Я жил в маленькой комнате при лазарете в ожидании корабля. В одно раннее утро, еще светало, Кунанда постучал в дверь. Он очень спешил, и я сначала не понял ни одного слова. Размахивая руками, он торопился что-то рассказать. Кое-как я усадил его на койку и упросил говорить спокойней. Он звал меня на какую-то шхуну, где оказывается устроился… капитаном. Это, впрочем, было не удивительно, он все мог — если бы предложили, он сегодня же стал бы оперным певцом.

— Мы идем на восток, — сказал Кунанда. — Ты можешь увидеть веддов. Там они кое-где встречаются на берегу.

Я согласился с радостью, и уже через час мы были на борту «шхуны». Она стояла в дальней части порта, среди баркасов и катеров, и только громкое название «Молния» выделяло ее из всей древней морской рухляди, собранной у причала. Шхуна была одним из тех «гробов», на которых отказываются плавать моряки и которые эксплуатируются купцами, что называется, до последней заклепки.
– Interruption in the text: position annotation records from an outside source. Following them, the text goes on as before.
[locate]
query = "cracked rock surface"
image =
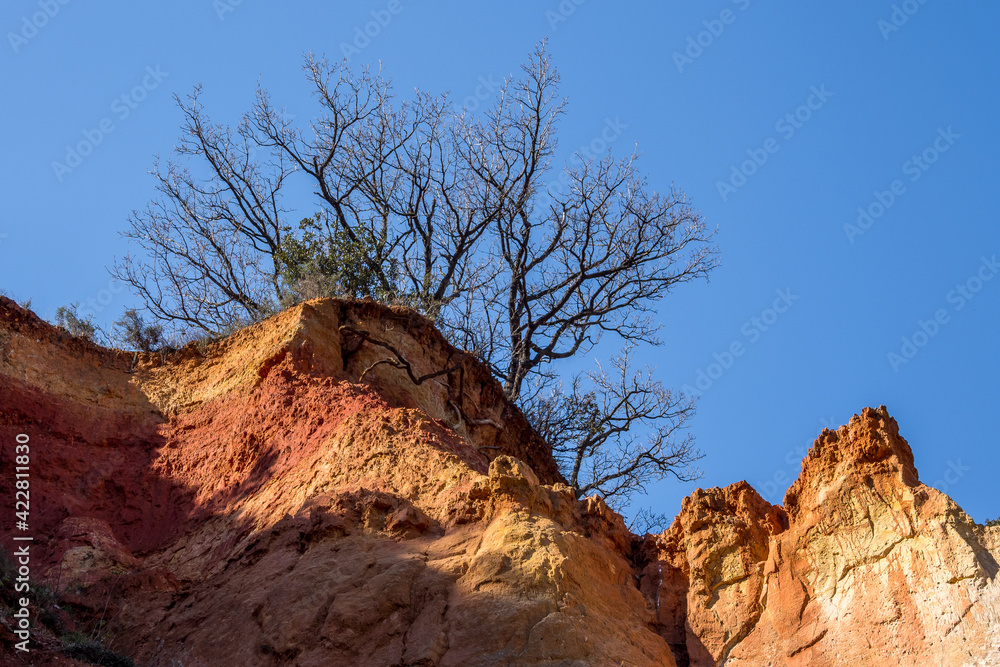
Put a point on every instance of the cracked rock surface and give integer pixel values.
(339, 486)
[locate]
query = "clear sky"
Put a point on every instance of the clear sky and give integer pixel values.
(781, 122)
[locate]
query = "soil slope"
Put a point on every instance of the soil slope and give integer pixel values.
(338, 485)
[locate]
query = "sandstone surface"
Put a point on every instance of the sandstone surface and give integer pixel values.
(338, 485)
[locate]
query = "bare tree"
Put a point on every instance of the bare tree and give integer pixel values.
(613, 433)
(210, 239)
(453, 215)
(573, 265)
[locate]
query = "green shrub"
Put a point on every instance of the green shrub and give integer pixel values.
(132, 331)
(69, 319)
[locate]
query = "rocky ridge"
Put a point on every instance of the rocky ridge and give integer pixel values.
(338, 485)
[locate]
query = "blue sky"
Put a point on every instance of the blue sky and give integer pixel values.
(779, 122)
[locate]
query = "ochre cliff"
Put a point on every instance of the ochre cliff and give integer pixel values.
(339, 486)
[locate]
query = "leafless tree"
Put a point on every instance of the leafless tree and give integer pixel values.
(614, 432)
(454, 215)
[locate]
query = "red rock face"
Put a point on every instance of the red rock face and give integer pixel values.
(283, 498)
(298, 494)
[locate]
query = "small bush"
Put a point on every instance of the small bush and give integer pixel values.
(69, 319)
(132, 331)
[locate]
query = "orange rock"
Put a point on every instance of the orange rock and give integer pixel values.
(337, 485)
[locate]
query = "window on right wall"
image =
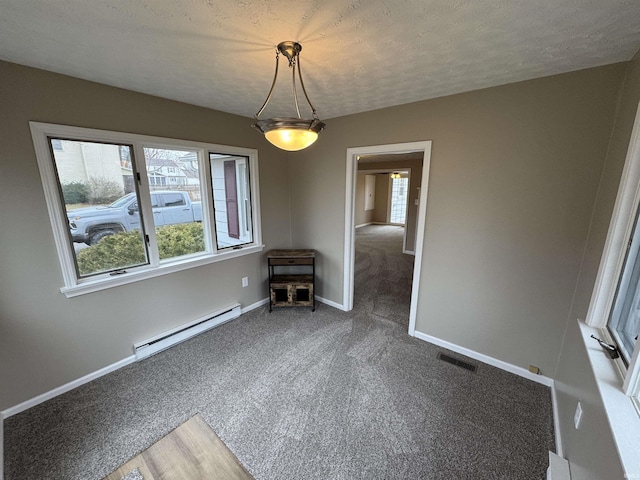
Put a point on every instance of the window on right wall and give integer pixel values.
(615, 304)
(624, 317)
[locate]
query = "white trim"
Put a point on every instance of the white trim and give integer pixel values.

Включая самого «капитана», команда состояла из трех человек. Но зато как держал себя капитан! Он сразу обратился в морского волка, даже охрипнуть успел. Раскрыв от удивления рты, матросы заслушались отборной руганью своего капитана. Все делалось здесь как бы шутя, дикая команда кричала и суетилась, но работы не было никакой.